Even David Baddiel, a Jewish writer and vocal critic of antisemitism, has acknowledged this. “One assumption about Jewish privilege is that we can pass as non-Jews,” he said. His black-biracial niece put it even more clearly: “I can’t hide the fact that I’m Black. My dad can hide that he’s Jewish.” Neither denies antisemitism. They simply recognise what Labour refuses to admit, that visibility matters.

Racism Against Black Women Gets A Pass

On 13 March 2024, Diane Abbott stood up in the House of Commons 46 times during Prime Minister’s Questions. The chamber was gripped by outrage over comments made by Tory donor Frank Hester comments that targeted Abbott directly. Speaker Lindsay Hoyle did not call on her once. MPs debated her existence while she sat in silence. That silence was not accidental. It was systemic.

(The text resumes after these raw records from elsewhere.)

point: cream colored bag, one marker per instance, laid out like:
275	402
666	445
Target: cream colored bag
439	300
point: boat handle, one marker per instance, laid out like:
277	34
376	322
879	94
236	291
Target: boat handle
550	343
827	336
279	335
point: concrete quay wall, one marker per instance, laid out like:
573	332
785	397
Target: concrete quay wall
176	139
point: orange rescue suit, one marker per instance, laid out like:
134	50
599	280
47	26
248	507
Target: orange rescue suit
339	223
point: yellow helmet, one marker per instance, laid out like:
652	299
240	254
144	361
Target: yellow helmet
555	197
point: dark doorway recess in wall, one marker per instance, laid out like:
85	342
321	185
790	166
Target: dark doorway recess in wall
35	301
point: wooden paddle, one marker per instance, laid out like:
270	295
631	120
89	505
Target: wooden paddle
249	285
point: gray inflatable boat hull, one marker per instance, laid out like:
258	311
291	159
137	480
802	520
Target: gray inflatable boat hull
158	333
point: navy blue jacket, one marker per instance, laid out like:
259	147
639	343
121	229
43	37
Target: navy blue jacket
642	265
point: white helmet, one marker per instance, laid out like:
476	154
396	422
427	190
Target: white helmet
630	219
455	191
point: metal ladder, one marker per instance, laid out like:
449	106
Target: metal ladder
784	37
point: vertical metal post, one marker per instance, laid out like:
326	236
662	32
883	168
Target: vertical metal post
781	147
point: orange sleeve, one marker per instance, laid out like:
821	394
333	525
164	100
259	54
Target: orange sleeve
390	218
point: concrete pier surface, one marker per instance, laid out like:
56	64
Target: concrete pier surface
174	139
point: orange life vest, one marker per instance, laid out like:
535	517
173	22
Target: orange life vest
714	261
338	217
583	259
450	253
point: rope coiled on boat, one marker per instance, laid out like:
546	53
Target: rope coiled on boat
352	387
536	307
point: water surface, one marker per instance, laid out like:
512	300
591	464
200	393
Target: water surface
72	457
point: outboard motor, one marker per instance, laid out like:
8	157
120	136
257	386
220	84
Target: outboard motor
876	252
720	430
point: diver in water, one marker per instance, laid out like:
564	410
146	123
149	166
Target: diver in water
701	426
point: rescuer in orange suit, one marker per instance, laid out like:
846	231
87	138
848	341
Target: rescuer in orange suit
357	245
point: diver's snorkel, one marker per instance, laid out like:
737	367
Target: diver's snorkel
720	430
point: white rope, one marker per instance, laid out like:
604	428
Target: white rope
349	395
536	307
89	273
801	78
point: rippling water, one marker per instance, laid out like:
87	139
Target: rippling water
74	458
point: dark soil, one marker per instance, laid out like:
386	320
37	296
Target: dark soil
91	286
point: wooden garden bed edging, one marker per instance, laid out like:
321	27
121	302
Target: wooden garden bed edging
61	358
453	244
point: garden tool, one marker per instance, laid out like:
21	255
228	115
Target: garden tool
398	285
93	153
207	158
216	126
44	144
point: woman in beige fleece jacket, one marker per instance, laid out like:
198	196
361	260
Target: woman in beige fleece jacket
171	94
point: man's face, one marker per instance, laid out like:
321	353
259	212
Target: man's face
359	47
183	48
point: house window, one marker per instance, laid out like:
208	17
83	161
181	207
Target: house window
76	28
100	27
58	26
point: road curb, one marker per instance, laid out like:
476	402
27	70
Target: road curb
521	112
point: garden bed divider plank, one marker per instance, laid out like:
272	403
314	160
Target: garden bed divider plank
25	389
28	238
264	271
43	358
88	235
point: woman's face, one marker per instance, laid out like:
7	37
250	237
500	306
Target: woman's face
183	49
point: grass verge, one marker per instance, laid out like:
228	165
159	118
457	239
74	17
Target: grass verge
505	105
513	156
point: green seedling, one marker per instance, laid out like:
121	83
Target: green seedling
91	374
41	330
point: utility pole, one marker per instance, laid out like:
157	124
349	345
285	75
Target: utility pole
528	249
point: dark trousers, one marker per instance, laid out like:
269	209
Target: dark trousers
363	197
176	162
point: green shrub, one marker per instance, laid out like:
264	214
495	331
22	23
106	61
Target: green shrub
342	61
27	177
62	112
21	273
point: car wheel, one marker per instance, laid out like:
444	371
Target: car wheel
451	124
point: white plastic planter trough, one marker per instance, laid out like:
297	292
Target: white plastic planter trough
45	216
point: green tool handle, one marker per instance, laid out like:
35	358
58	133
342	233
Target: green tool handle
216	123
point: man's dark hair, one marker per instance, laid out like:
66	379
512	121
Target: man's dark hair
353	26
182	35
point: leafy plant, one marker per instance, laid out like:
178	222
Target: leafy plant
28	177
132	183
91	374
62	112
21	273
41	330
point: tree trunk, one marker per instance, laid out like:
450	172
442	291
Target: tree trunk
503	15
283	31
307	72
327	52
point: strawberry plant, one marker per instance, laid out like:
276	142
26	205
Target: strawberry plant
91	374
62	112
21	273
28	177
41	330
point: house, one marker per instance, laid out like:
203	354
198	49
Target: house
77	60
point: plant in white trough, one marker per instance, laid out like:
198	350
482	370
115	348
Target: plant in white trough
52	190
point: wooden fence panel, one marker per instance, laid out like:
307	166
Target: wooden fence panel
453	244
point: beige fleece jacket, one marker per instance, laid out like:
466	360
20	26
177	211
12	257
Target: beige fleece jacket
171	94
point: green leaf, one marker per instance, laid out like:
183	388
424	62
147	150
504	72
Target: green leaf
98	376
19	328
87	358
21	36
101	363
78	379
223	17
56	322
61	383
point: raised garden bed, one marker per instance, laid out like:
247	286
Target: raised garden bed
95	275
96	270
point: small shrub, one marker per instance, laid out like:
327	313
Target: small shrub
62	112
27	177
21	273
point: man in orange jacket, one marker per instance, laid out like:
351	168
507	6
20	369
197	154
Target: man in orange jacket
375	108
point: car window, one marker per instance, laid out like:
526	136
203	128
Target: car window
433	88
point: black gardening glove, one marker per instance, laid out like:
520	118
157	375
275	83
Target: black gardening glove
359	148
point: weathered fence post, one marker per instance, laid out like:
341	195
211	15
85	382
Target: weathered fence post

Hester, whose company received hundreds of millions in government contracts, had said of Abbott: “It’s like trying not to be racist but you see Diane Abbott on the TV and you’re just like… you just want to hate all Black women because she’s there. And I don’t hate all Black women at all, but I think she should be shot.” The comments were reportedly made in 2019, but only surfaced publicly in March 2024.

Rather than returning his £10 million donation, the Conservative Party defended it. The police opened an investigation. The public expressed outrage. But nothing happened. Hester has not been charged. He remains untouched by political consequences. Meanwhile, the woman he targeted was not allowed to speak on her own behalf inside Parliament.

Labour failed her too. As others fundraised off the scandal, Abbott remained isolated. The same party that now suspends her for naming racism did little to protect her when she was the target of violent abuse. Labour offered no statement of solidarity, made no demand for accountability, and failed to mount any meaningful defence.

This is the real message. A white man can say a Black woman should be shot and still bankroll elections. The Black woman who survives it? She gets punished for speaking the truth.

Diane Abbott Deserves Better Than This

Diane Abbott has spent over four decades in Parliament. She has faced constant abuse and death threats, both online and off. She has also championed anti-racism and stood alongside Jewish constituents in her community. But none of that mattered. What mattered, apparently, was that she said something true—and said it while being a Black women.

This isn’t about tone. It isn’t about party discipline. It’s about who gets to talk about racism and who gets silenced. If Labour wants to lead a diverse country, it must accept that not all forms of racism look the same. And it must stop punishing the people who try to explain that.

Abbott’s suspension sends a clear message: telling the truth about race will cost you. Telling lies and threatening Black women? That’s fine, as long as the donation clears.